Redundancy has to do with vicious circularity (doing the same thing again and again without making progress or learning anything except preoccupation with oneself). Repetition has to do with the spiral: there is always forward growth and momentum in a spiral even as it circles again and again over similar words, patterns, ideas, and themes. When Peter denied Jesus three times in the late darkness of Holy Thursday, he was afraid and redundant; when Jesus asked Peter three times to repeat his belief and love for Jesus in the light of the Resurrection, He was guiding him into freedom through repetition. Redundancy enslaves us; repetition in the truth liberates us. The bitter fruits of redundancy are isolation, complacency, entitlement, and misery. The sweet fruits of repetition are gratitude, humility, joy, and service. The essential difference between redundancy and repetition for the life of any human being is the centrality of God in one’s life; for Catholics it is the centrality of Jesus Christ, true God and true man.

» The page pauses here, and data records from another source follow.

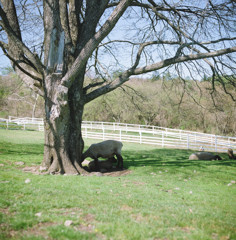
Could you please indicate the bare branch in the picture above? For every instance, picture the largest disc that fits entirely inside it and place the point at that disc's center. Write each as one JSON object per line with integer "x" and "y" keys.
{"x": 86, "y": 52}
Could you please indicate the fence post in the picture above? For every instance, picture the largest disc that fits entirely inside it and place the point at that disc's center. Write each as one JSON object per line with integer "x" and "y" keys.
{"x": 163, "y": 139}
{"x": 215, "y": 143}
{"x": 188, "y": 141}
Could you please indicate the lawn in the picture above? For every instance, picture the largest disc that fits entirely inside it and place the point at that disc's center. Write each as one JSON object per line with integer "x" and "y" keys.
{"x": 165, "y": 196}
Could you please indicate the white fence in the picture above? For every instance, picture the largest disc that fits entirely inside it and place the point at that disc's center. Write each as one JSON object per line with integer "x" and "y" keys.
{"x": 143, "y": 134}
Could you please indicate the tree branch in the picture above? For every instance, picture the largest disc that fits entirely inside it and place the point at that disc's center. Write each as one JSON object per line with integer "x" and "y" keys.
{"x": 170, "y": 61}
{"x": 91, "y": 45}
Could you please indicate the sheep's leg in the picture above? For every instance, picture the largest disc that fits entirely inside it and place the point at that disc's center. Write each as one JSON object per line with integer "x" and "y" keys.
{"x": 96, "y": 164}
{"x": 120, "y": 161}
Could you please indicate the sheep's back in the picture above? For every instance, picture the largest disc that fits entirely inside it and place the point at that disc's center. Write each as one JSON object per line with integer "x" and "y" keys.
{"x": 106, "y": 148}
{"x": 202, "y": 156}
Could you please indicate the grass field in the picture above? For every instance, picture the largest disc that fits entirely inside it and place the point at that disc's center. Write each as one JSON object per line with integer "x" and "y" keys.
{"x": 166, "y": 196}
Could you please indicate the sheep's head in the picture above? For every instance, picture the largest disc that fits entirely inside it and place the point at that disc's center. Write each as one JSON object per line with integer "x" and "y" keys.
{"x": 230, "y": 153}
{"x": 217, "y": 157}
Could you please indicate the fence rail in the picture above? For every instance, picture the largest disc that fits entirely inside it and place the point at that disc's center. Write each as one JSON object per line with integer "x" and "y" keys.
{"x": 143, "y": 134}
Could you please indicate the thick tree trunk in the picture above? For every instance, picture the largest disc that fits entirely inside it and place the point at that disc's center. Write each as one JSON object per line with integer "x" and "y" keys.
{"x": 63, "y": 138}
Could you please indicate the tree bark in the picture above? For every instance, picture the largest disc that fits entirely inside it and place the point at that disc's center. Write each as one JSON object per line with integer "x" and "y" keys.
{"x": 63, "y": 138}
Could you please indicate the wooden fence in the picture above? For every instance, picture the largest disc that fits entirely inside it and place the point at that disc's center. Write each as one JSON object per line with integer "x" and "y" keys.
{"x": 142, "y": 134}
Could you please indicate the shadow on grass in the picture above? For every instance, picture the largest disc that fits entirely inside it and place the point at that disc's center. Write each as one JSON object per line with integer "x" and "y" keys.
{"x": 172, "y": 158}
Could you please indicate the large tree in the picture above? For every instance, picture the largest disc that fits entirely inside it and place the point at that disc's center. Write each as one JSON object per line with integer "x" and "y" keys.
{"x": 52, "y": 44}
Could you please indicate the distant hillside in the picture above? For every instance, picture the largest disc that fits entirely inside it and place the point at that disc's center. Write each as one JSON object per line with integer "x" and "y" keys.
{"x": 162, "y": 102}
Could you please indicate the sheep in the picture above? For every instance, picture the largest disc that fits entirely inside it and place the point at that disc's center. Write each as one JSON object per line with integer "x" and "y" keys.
{"x": 106, "y": 149}
{"x": 231, "y": 154}
{"x": 104, "y": 166}
{"x": 204, "y": 156}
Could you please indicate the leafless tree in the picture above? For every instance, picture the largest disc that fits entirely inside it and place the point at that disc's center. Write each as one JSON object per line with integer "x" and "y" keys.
{"x": 77, "y": 36}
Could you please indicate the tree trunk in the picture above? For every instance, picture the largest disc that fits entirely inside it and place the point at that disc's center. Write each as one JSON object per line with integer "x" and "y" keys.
{"x": 63, "y": 138}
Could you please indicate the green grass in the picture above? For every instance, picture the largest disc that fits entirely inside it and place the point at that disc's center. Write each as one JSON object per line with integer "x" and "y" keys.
{"x": 166, "y": 196}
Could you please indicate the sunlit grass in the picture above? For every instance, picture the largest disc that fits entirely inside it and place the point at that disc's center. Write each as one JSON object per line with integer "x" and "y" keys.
{"x": 166, "y": 196}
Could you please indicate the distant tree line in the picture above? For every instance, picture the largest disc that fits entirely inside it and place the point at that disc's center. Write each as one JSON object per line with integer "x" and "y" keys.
{"x": 181, "y": 103}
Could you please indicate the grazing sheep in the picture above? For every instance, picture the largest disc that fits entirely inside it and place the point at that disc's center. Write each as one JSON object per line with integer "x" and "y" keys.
{"x": 204, "y": 156}
{"x": 107, "y": 149}
{"x": 231, "y": 154}
{"x": 104, "y": 166}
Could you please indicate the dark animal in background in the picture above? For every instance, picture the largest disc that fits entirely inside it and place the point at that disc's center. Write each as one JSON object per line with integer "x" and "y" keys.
{"x": 107, "y": 149}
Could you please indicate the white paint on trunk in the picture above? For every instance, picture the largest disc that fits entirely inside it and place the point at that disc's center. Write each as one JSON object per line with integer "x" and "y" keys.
{"x": 56, "y": 51}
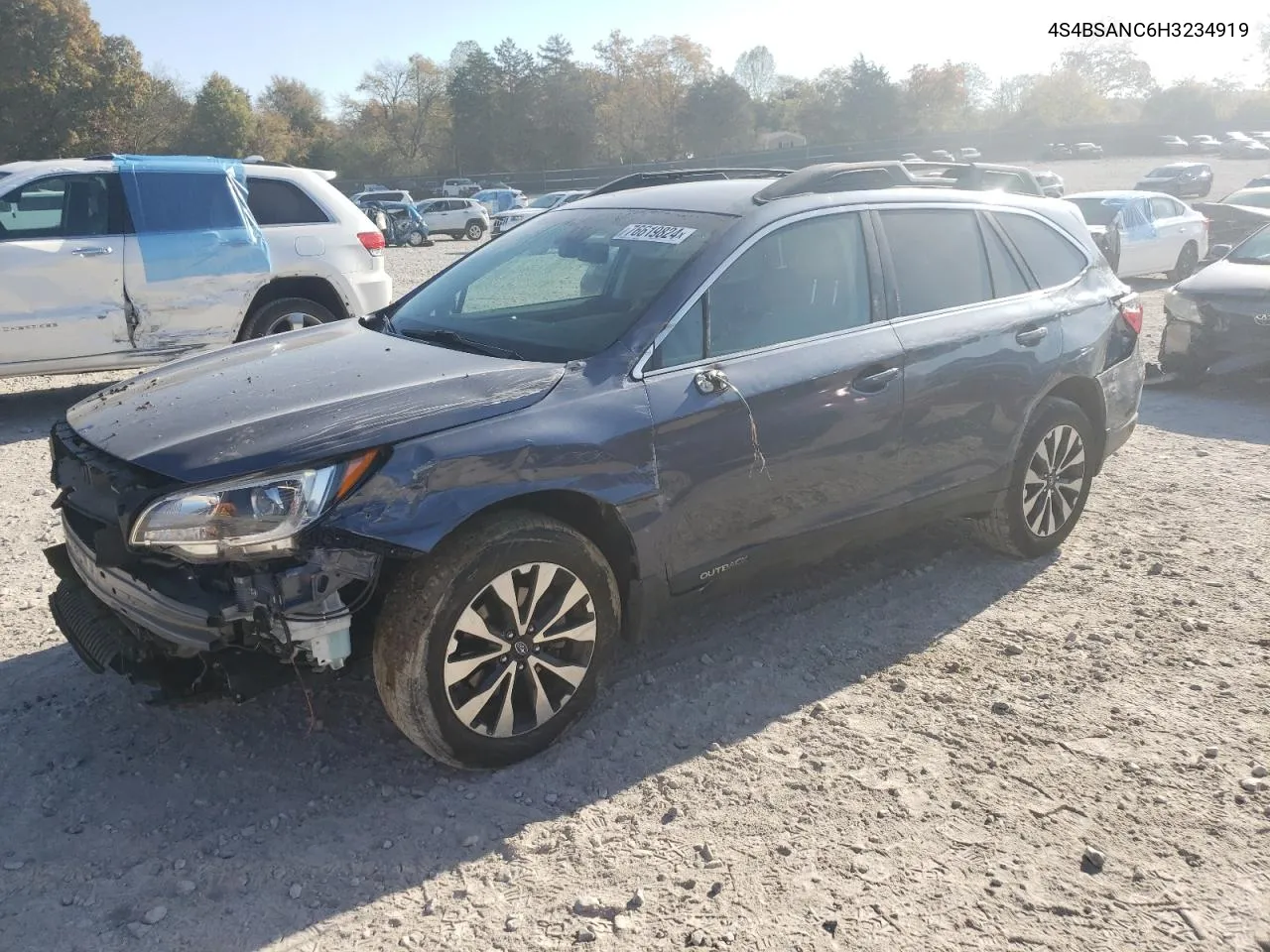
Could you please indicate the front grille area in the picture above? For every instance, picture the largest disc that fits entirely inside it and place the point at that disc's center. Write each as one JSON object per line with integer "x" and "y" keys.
{"x": 98, "y": 490}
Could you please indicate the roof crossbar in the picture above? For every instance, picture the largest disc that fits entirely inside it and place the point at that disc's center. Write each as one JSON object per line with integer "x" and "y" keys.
{"x": 644, "y": 179}
{"x": 858, "y": 177}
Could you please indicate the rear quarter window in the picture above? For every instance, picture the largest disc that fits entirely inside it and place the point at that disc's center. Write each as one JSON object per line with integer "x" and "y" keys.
{"x": 1052, "y": 258}
{"x": 280, "y": 202}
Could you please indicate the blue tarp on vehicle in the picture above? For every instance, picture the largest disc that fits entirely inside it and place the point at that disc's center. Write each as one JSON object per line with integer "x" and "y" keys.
{"x": 190, "y": 216}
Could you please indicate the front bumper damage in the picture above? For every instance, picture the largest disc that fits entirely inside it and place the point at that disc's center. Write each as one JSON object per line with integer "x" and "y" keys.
{"x": 230, "y": 629}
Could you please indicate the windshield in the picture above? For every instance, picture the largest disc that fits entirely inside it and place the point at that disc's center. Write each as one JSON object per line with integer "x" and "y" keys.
{"x": 1098, "y": 211}
{"x": 562, "y": 287}
{"x": 1247, "y": 197}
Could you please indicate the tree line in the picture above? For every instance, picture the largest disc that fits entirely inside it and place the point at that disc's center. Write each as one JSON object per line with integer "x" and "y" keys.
{"x": 67, "y": 89}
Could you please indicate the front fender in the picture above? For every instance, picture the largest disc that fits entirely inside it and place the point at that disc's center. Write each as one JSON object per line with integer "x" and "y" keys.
{"x": 588, "y": 438}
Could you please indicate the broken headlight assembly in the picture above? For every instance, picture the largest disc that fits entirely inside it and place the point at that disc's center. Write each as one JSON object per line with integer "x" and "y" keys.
{"x": 245, "y": 518}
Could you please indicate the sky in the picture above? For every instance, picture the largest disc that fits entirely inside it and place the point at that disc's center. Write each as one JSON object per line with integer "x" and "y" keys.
{"x": 329, "y": 44}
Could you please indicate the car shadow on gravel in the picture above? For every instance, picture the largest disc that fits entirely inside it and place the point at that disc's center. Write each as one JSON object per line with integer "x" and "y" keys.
{"x": 1222, "y": 408}
{"x": 31, "y": 413}
{"x": 266, "y": 819}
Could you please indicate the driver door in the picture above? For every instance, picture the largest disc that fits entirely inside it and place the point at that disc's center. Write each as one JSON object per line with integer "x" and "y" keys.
{"x": 62, "y": 275}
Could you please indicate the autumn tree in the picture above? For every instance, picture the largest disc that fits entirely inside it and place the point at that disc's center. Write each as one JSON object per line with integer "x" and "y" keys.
{"x": 567, "y": 111}
{"x": 221, "y": 122}
{"x": 756, "y": 72}
{"x": 1110, "y": 68}
{"x": 1062, "y": 98}
{"x": 407, "y": 103}
{"x": 64, "y": 86}
{"x": 716, "y": 117}
{"x": 472, "y": 91}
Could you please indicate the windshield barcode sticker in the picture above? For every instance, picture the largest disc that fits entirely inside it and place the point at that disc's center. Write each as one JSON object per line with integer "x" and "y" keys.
{"x": 666, "y": 234}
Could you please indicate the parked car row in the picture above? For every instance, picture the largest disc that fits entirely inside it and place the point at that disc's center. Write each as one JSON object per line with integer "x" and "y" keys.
{"x": 112, "y": 263}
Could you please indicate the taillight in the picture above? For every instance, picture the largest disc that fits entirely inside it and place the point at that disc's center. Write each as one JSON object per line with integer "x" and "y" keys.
{"x": 1130, "y": 312}
{"x": 372, "y": 241}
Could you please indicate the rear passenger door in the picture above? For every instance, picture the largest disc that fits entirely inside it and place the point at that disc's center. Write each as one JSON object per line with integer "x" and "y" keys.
{"x": 982, "y": 338}
{"x": 291, "y": 222}
{"x": 776, "y": 398}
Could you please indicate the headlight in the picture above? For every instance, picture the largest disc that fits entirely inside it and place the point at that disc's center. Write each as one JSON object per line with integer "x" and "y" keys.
{"x": 1182, "y": 307}
{"x": 245, "y": 518}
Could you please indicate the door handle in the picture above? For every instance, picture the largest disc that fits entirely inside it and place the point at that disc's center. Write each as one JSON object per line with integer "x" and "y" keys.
{"x": 1032, "y": 338}
{"x": 874, "y": 382}
{"x": 711, "y": 381}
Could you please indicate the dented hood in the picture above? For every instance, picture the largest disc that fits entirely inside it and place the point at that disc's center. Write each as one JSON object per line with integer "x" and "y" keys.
{"x": 299, "y": 398}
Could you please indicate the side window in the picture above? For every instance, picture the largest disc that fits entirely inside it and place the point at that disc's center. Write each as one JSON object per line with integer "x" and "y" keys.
{"x": 1007, "y": 280}
{"x": 172, "y": 202}
{"x": 1165, "y": 208}
{"x": 803, "y": 281}
{"x": 68, "y": 206}
{"x": 938, "y": 257}
{"x": 278, "y": 202}
{"x": 1052, "y": 258}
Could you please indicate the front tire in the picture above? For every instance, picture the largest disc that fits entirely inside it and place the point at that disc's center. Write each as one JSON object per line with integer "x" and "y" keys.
{"x": 285, "y": 315}
{"x": 486, "y": 652}
{"x": 1049, "y": 484}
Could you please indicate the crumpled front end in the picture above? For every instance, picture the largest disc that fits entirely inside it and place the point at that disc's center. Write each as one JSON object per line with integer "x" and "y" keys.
{"x": 235, "y": 627}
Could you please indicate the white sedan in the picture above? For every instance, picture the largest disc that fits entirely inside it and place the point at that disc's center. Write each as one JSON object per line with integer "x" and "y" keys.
{"x": 1144, "y": 232}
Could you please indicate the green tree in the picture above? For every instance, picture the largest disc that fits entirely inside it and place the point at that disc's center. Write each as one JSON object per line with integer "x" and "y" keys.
{"x": 567, "y": 109}
{"x": 756, "y": 72}
{"x": 716, "y": 117}
{"x": 472, "y": 91}
{"x": 221, "y": 122}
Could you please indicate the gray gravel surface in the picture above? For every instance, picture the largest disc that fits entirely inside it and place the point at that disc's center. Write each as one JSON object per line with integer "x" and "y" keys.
{"x": 910, "y": 748}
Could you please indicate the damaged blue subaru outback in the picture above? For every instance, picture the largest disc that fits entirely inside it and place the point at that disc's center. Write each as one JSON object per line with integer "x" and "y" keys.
{"x": 670, "y": 384}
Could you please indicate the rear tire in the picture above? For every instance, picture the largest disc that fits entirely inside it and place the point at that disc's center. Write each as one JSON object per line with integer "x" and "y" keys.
{"x": 1187, "y": 261}
{"x": 285, "y": 315}
{"x": 1049, "y": 484}
{"x": 489, "y": 698}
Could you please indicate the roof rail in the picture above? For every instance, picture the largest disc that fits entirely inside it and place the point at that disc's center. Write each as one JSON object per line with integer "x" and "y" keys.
{"x": 643, "y": 179}
{"x": 890, "y": 173}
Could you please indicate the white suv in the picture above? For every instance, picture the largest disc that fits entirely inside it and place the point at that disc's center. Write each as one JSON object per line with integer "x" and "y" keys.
{"x": 79, "y": 294}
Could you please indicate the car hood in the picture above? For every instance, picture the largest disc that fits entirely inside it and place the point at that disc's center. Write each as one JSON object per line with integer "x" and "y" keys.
{"x": 300, "y": 398}
{"x": 1228, "y": 280}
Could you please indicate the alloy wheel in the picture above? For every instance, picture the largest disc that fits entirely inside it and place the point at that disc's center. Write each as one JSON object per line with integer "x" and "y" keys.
{"x": 296, "y": 320}
{"x": 520, "y": 651}
{"x": 1055, "y": 481}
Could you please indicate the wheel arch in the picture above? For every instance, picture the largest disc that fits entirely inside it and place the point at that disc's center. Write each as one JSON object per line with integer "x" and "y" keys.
{"x": 1086, "y": 394}
{"x": 309, "y": 287}
{"x": 594, "y": 518}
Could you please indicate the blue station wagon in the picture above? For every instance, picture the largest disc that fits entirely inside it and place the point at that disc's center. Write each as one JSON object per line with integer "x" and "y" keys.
{"x": 661, "y": 388}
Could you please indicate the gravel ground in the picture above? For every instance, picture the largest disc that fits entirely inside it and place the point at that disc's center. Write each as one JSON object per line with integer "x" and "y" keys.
{"x": 908, "y": 748}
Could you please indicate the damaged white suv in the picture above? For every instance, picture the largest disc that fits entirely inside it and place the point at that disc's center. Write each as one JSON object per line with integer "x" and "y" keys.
{"x": 125, "y": 262}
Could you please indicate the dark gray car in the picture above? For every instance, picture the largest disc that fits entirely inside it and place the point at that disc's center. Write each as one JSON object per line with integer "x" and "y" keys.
{"x": 651, "y": 391}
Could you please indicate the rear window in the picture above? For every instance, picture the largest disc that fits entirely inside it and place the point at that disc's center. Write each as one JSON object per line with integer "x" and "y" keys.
{"x": 1098, "y": 211}
{"x": 1052, "y": 258}
{"x": 278, "y": 202}
{"x": 562, "y": 287}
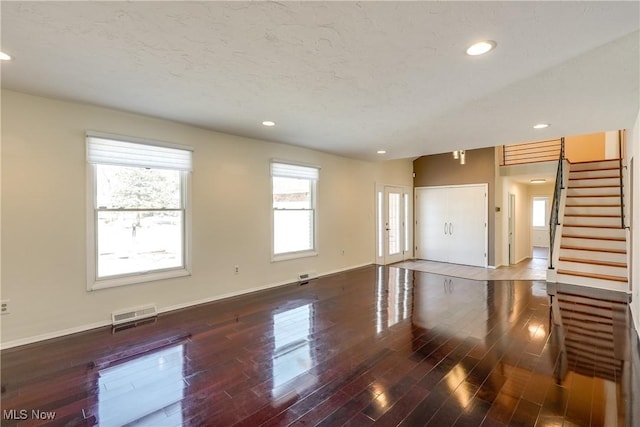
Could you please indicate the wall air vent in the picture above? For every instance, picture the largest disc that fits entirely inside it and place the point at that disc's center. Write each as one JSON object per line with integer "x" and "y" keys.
{"x": 133, "y": 314}
{"x": 303, "y": 278}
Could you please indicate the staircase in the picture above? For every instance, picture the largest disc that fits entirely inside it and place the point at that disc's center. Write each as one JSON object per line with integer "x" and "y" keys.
{"x": 593, "y": 242}
{"x": 590, "y": 326}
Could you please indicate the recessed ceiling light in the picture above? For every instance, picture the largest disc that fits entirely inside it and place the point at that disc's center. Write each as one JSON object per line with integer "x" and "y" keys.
{"x": 481, "y": 48}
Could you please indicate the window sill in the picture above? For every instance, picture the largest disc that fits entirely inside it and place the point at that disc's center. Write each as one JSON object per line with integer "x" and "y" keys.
{"x": 137, "y": 278}
{"x": 293, "y": 255}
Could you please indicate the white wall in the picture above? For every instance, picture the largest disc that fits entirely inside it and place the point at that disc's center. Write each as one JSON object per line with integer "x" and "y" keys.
{"x": 632, "y": 149}
{"x": 540, "y": 237}
{"x": 43, "y": 215}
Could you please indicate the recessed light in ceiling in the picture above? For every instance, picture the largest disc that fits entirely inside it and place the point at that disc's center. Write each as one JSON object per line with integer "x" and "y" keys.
{"x": 482, "y": 47}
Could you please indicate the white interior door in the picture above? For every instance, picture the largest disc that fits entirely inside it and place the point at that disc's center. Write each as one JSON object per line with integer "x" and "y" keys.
{"x": 394, "y": 224}
{"x": 468, "y": 225}
{"x": 512, "y": 228}
{"x": 451, "y": 224}
{"x": 432, "y": 225}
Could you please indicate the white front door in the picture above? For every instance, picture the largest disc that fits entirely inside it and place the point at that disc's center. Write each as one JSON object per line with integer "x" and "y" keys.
{"x": 393, "y": 210}
{"x": 432, "y": 224}
{"x": 394, "y": 224}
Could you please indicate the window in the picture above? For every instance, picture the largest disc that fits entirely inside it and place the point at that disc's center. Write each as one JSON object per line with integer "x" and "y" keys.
{"x": 138, "y": 215}
{"x": 539, "y": 214}
{"x": 294, "y": 210}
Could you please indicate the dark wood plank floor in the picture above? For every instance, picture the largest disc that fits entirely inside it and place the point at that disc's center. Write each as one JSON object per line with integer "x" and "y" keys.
{"x": 376, "y": 345}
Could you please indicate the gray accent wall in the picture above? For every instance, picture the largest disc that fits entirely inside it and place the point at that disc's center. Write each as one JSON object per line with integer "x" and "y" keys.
{"x": 443, "y": 169}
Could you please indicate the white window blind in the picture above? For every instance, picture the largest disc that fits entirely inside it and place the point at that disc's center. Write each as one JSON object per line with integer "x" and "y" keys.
{"x": 286, "y": 170}
{"x": 122, "y": 153}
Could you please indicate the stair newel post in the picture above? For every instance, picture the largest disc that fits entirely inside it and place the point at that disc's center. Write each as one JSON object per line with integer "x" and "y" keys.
{"x": 554, "y": 220}
{"x": 621, "y": 181}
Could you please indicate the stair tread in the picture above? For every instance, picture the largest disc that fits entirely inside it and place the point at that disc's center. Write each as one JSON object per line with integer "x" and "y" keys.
{"x": 595, "y": 195}
{"x": 578, "y": 187}
{"x": 580, "y": 248}
{"x": 591, "y": 177}
{"x": 615, "y": 239}
{"x": 592, "y": 215}
{"x": 591, "y": 206}
{"x": 594, "y": 276}
{"x": 613, "y": 227}
{"x": 595, "y": 262}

Your education these past four years has strictly involved the spirit of repetition: repetition of reading and writing; the repetition of an academic schedule and a work schedule, and the repetition of prayer and study. God has led you to this freedom through the love of your fathers and mothers, through the guidance of your teachers, and through the example of your supervisors in your employment at the workplace. Your presence in the workplace as employees and students of Cristo Rey Fort Worth Catholic High School has reminded your fellow workers that God is present in the culture of corporations and that businesses have obligations beyond the financial bottom line or those dictated by today’s oligarchs. The fact of your authentic freedom requires gratitude on your part to almighty God. Without thanking God, you will fast fall into the insane misery of redundancy.

¡Viva Cristo Rey! These are the last words spoken by Blessed Miguel Pro, a Mexican Jesuit priest who was martyred almost 100 years ago. He repeated them throughout his life, his education, and his ministry. Father Pro was tied up and led to his execution, and he stretched out his hands and arms in the shape of Jesus on the cross. Immediately before the firing squad killed him, he shouted out the words, “¡Viva Cristo Rey!” Father Pro was not only known for his education and intelligence but also for his humble dedication to his belief in God and his service to other people and members of the Church. This life and service of Father Pro threatened the regime of the atheist Plutarco Calles whose government was engaged in what the author Graham Greene called, the “fiercest persecution of religion seen anywhere” in many years. The name of your school draws its significance from the courageous witness of this Jesuit priest in the face of the powerful oligarchs who coerced many into a way of life without God. ¡Viva Cristo Rey!

Tonight, we thank God for your education, and we pray for those who have accompanied you in making this possible. As you prepare to enter into collegiate life at the universities where you will go and for which you have been prepared to study, it will be your courageous responsibility in true freedom to keep your focus fixed on God and to make Him known amidst a current society and culture of education that has closed itself to God, replacing Him with the idolatry of narcissism in a godless and redundant religion of anarchy and rage. If you exclude God from your life or only offer Him a secondary place, you will soon find your life to be redundant to the point that even if you enjoy material success, you will be miserable and not flourish as a human being created in the diverse beauty of God’s image and likeness. You cannot be indifferent to the truth. Jesus says also to you tonight in this Mass, what He said to Peter in the Gospel — “feed my sheep.”